Es ist hinsichtlich der normativen Vorgaben zum Nachzug seiner Gattin bzw. zur Erteilung der Niederlassungsbewilligung an den Bw. selber zu verweisen auf die Bestimmungen des Fremdengesetzes. Danach bedarf es für die Erteilung des Erstaufenthaltstitels des Nachweises eines Rechtsanspruches auf eine für Inländer ortsübliche Unterkunft für den Fremden (§ 8 Abs. 5 leg. cit.) - die der Bw. offenkundig hatte, andernfalls er den Erstaufenthaltstitel nicht erlangt hätte. Ehegatten solcher Fremder, die rechtmäßig in Österreich auf Dauer niedergelassen sind, ist auf deren Antrag eine Erstniederlassungsbewilligung zu erteilen, sofern sie ein gültiges Reisedokument besitzen und kein Versagungsgrund wirksam wird (§ 20 Abs. 1 leg. cit.). - Die Niederlassungsbewilligung (ab 1.1.2003 neue Diktion: Niederlassungsnachweis) ist einem Fremden auf Antrag unbefristet zu erteilen, wenn die Voraussetzungen für die Erteilung (§ 8 Abs. 1) vorliegen, keine Tatsache es wahrscheinlich macht, dass in Zukunft ein Versagungsgrund wirksam werde, und der Fremde

1. seit fünf Jahren im Bundesgebiet dauernd niedergelassen ist und über ein regelmäßiges Einkommen aus erlaubter Erwerbstätigkeit verfügt

2. Ehegatte eines unter Z 1 fallenden Fremden ist, mit ihm im gemeinsamen Haushalt lebt und seit zwei Jahren seinen Hauptwohnsitz im Bundesgebiet hat (§ 24 leg. cit.).

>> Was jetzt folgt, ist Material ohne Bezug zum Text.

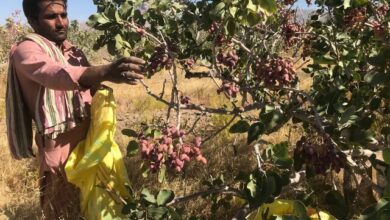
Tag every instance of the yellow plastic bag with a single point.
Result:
(96, 165)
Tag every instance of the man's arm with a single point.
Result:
(124, 70)
(32, 62)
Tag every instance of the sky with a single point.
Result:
(77, 9)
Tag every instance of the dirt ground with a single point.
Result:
(19, 193)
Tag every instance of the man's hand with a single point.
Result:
(125, 70)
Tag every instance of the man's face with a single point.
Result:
(52, 21)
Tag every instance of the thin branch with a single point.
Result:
(134, 26)
(258, 157)
(200, 108)
(221, 129)
(222, 190)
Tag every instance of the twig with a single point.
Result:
(258, 157)
(194, 107)
(163, 89)
(134, 26)
(318, 120)
(221, 129)
(303, 64)
(222, 190)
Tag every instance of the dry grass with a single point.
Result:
(227, 154)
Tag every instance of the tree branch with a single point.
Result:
(222, 190)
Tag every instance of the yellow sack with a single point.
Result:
(96, 165)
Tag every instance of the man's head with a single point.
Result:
(48, 18)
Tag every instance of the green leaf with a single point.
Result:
(157, 212)
(386, 155)
(272, 119)
(281, 150)
(377, 211)
(377, 78)
(233, 11)
(129, 133)
(255, 131)
(347, 4)
(240, 127)
(126, 10)
(252, 7)
(132, 148)
(164, 197)
(218, 10)
(118, 18)
(96, 19)
(348, 118)
(162, 173)
(147, 196)
(268, 6)
(118, 42)
(337, 204)
(230, 27)
(252, 187)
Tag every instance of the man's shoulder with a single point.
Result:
(24, 46)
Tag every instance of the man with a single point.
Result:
(49, 82)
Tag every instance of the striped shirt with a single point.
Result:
(47, 77)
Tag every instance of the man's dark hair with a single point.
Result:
(31, 7)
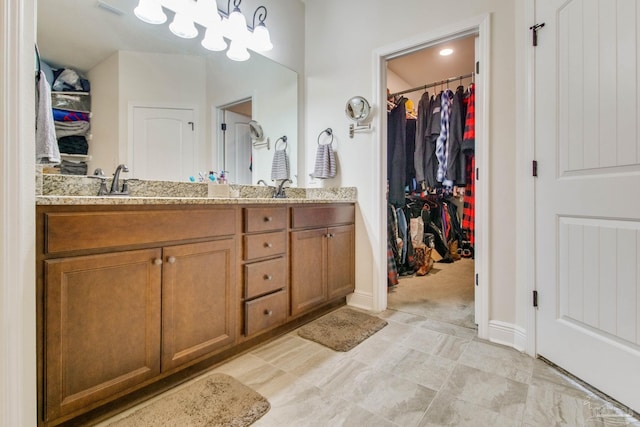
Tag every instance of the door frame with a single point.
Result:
(479, 25)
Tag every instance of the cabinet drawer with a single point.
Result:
(69, 231)
(263, 313)
(264, 219)
(265, 276)
(322, 216)
(264, 245)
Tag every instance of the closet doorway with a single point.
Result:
(417, 146)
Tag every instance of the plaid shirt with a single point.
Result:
(469, 137)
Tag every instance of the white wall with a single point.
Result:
(17, 215)
(340, 40)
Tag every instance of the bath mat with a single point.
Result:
(342, 329)
(215, 400)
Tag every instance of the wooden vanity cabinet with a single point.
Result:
(265, 298)
(322, 255)
(119, 312)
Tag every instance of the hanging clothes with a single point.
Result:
(396, 153)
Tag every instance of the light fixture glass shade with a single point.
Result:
(237, 26)
(238, 51)
(213, 40)
(150, 11)
(183, 26)
(260, 39)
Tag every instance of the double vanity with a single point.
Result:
(136, 294)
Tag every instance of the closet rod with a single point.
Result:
(425, 87)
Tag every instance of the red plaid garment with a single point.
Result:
(468, 211)
(470, 120)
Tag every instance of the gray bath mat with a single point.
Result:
(215, 400)
(342, 329)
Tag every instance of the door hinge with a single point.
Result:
(534, 31)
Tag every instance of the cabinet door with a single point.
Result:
(102, 327)
(198, 294)
(308, 269)
(341, 261)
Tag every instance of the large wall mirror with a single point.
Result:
(158, 101)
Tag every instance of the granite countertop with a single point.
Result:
(131, 200)
(81, 190)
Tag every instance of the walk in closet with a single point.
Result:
(430, 181)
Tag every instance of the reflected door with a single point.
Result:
(164, 144)
(238, 150)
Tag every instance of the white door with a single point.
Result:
(164, 144)
(238, 148)
(587, 101)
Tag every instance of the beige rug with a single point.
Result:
(342, 329)
(215, 400)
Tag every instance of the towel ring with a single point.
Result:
(283, 139)
(329, 132)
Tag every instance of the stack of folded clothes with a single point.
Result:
(71, 103)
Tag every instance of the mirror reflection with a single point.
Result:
(165, 106)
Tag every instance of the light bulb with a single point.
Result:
(183, 26)
(213, 40)
(260, 39)
(238, 51)
(150, 11)
(237, 25)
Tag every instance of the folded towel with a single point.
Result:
(325, 162)
(69, 116)
(75, 144)
(46, 144)
(80, 127)
(280, 165)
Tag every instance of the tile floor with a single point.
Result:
(419, 370)
(416, 371)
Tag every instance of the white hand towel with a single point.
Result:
(46, 142)
(325, 162)
(280, 165)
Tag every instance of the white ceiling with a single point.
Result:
(428, 66)
(80, 34)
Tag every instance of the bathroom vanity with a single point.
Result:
(137, 294)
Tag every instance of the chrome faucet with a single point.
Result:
(115, 185)
(279, 194)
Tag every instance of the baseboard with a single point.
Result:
(507, 334)
(360, 300)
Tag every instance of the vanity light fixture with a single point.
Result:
(219, 24)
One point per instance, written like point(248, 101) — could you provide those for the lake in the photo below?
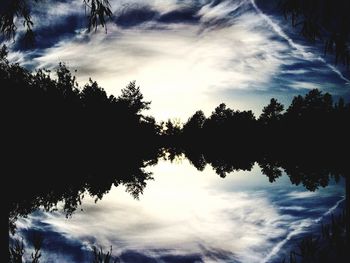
point(187, 215)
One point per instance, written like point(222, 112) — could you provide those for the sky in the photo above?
point(185, 55)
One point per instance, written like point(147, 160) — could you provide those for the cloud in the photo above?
point(196, 54)
point(186, 214)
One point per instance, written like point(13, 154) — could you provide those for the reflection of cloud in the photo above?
point(188, 214)
point(301, 195)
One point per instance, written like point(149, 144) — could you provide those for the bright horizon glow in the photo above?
point(227, 52)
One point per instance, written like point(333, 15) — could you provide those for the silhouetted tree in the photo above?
point(272, 113)
point(13, 10)
point(133, 98)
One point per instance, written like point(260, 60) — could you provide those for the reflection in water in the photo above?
point(186, 215)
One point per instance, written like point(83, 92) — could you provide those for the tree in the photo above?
point(93, 96)
point(325, 20)
point(272, 112)
point(133, 98)
point(11, 10)
point(195, 122)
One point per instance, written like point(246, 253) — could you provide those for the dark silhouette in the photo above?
point(327, 20)
point(62, 141)
point(10, 10)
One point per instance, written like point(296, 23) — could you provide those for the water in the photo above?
point(185, 215)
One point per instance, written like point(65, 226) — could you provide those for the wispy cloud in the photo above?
point(186, 55)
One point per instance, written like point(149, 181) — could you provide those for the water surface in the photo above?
point(185, 215)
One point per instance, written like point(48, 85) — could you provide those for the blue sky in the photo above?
point(186, 55)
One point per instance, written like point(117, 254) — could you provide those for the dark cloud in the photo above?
point(135, 15)
point(55, 244)
point(48, 35)
point(183, 15)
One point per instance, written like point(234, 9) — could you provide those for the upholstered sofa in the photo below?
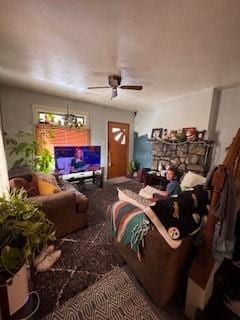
point(67, 209)
point(160, 265)
point(160, 259)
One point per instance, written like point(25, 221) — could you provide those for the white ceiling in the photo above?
point(171, 47)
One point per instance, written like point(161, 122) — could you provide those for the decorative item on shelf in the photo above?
point(165, 135)
point(181, 135)
point(133, 168)
point(201, 135)
point(173, 135)
point(191, 133)
point(156, 134)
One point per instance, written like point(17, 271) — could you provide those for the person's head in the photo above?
point(78, 153)
point(172, 174)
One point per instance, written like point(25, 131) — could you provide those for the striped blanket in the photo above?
point(129, 225)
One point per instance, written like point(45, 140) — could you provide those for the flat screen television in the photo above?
point(71, 160)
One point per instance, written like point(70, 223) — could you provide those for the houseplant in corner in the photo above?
point(24, 230)
point(27, 152)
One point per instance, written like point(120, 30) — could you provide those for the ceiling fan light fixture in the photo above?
point(70, 120)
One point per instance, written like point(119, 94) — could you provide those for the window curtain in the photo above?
point(48, 136)
point(4, 184)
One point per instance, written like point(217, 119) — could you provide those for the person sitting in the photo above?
point(173, 187)
point(78, 163)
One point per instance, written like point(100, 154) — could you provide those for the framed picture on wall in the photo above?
point(156, 134)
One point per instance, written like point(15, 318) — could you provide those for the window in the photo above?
point(60, 117)
point(61, 120)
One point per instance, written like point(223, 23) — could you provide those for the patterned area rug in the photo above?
point(113, 297)
point(86, 254)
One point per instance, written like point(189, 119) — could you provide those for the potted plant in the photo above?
point(29, 153)
point(24, 230)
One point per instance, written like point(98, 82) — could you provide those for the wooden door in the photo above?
point(118, 146)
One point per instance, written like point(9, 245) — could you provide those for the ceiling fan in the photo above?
point(114, 83)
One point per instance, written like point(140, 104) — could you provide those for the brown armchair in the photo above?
point(67, 209)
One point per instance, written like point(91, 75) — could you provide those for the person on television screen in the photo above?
point(78, 164)
point(173, 187)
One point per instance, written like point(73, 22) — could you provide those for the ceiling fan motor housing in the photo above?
point(114, 81)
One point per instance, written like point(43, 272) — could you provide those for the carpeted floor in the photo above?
point(113, 297)
point(119, 180)
point(86, 255)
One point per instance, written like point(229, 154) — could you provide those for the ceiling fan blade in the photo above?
point(100, 87)
point(131, 87)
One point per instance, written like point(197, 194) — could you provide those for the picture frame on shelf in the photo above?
point(191, 133)
point(156, 134)
point(201, 135)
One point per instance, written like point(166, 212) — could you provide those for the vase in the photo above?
point(18, 290)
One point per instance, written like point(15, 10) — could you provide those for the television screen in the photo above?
point(72, 159)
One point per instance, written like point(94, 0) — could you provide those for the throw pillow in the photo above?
point(134, 198)
point(191, 180)
point(47, 178)
point(46, 188)
point(29, 186)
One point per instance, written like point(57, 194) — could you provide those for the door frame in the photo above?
point(127, 151)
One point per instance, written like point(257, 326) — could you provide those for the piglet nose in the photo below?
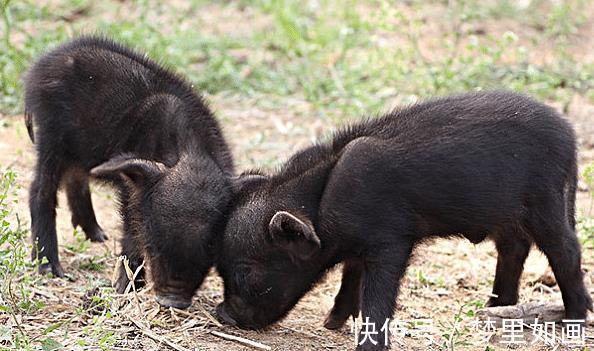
point(224, 316)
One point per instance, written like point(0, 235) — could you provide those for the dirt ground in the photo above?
point(442, 277)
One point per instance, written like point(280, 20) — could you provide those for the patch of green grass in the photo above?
point(16, 275)
point(344, 59)
point(585, 221)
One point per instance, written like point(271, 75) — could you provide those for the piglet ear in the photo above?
point(133, 171)
point(294, 234)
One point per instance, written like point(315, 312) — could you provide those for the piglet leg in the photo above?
point(42, 203)
point(383, 269)
point(348, 301)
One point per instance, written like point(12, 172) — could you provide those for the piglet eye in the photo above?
point(266, 291)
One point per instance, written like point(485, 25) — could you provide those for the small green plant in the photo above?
point(81, 244)
point(585, 222)
point(16, 275)
point(455, 333)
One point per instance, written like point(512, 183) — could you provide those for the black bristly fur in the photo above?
point(93, 102)
point(494, 165)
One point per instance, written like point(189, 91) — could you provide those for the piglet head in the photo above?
point(171, 214)
point(267, 260)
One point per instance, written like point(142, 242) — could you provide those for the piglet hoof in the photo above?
point(97, 235)
point(334, 321)
point(54, 268)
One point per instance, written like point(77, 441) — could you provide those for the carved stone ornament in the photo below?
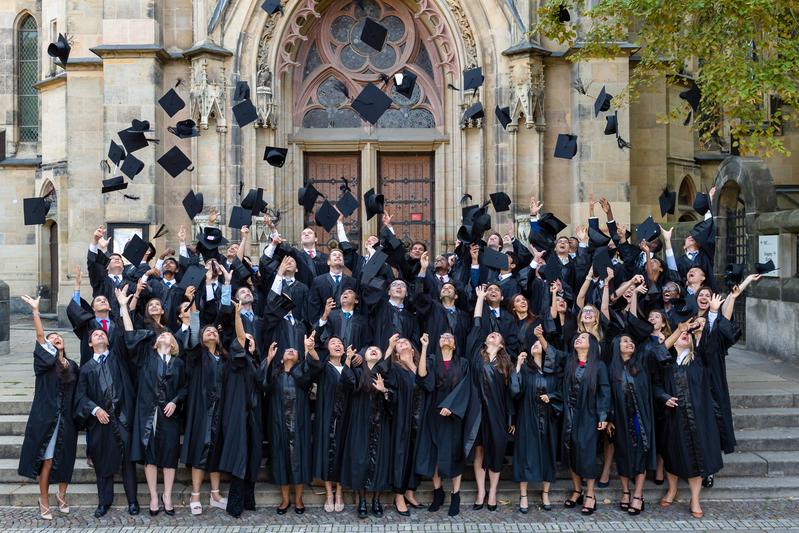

Daraus geht hervor, dass der Bw. gem. § 24 leg. cit. nach fünf Jahren ab der ersten Niederlassungsbewilligung vom 17.11.1986 eine unbefristete Niederlassungsbewilligung beantragen hätte können, die ihm bei Zutreffen der gesetzlichen Vorgaben erteilt worden wäre (also frühestens 1991), seine Gattin hätte laut dieser Gesetzesstelle ebenfalls frühestens zu diesem Zeitpunkt eine Niederlassungsbewilligung unbefristet erlangt, wenn sie schon seit zwei Jahren ihren Hauptwohnsitz im Bundesgebiet gehabt hätte. Dass eine entsprechende Unterkunft vorlag, ist offenkundig, da der Bw. ansonsten den Erstaufenthaltstitel gem. § 8 Abs. 5 leg. cit. nicht erhalten hätte. Es mag durchaus zutreffen, dass mangels Vorliegen von Quotenplätzen die Gattin nicht zum bestmöglichen Zeitpunkt eine Niederlassungsbewilligung unbefristet erhalten hätte, jedoch wäre nach einer üblichen Wartezeit von zwei bis drei Jahren ein Quotenplatz zur Verfügung gestanden, was keinesfalls den Berufungsangaben entspricht, d.h., dass sie erfahrungsgemäß im berufungsgegenständlichen Zeitraum schon am Beschäftigungsort ihres Gatten eine Niederlassungsbewilligung haben hätte können.

Es war aus den angeführten Gründen spruchgemäß zu entscheiden.